Which Should You Take?

Sermorelin comes out ahead for most readers on the criteria we weight: 3 catalogued goals, FDA approved 1997 (Geref, pediatric GHD); voluntarily discontinued by Serono 2008; compounded by 503A/503B pharmacies for off-label adult use; banned by WADA, with a Tier-A outcome catalogued. Selank is the right call when one of the conditionals below applies.

  • If your priority is focus or working memory, pick Selank.
  • If your priority is anxiety reduction, pick Selank.
  • If your priority is growth-hormone axis, pick Sermorelin.
  • If your priority is healthspan extension, pick Sermorelin.

Default choice: Sermorelin. Wider use case, a Tier-A evidence outcome catalogued, and broader goal coverage. Reach for Selank only if your priority sits squarely in the goals it owns above.

This verdict is generated from each compound's schema (goals, legal status, evidence outcomes, dosing route). It updates automatically as our compound data evolves; the deeper read sits on each individual compound page.

Common questions

What is the difference between Selank and Sermorelin?

Selank and Sermorelin differ in category (peptide vs peptide), mechanism, and typical dosing.
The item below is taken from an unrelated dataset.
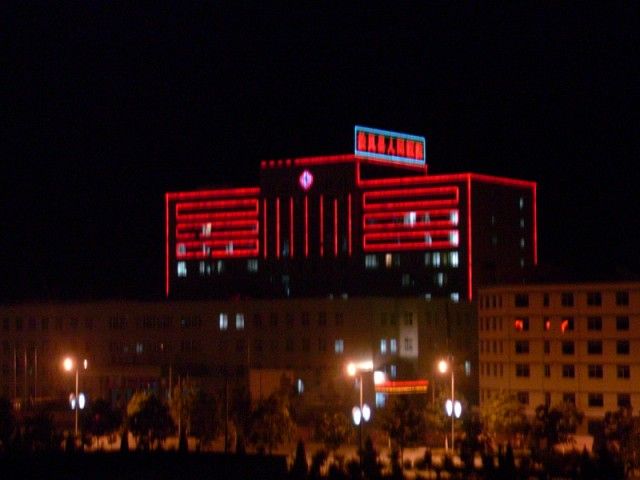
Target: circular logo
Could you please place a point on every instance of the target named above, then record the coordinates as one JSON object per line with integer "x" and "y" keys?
{"x": 306, "y": 180}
See the side-by-side table for full details.

Which has a longer half-life, Selank or Sermorelin?

Selank half-life is 0.5 hours; Sermorelin half-life is 0.25 hours.

Can you stack Selank with Sermorelin?

Stack compatibility depends on mechanism overlap, legal status, and individual response. Check each compound page for specific interactions and contraindications before combining.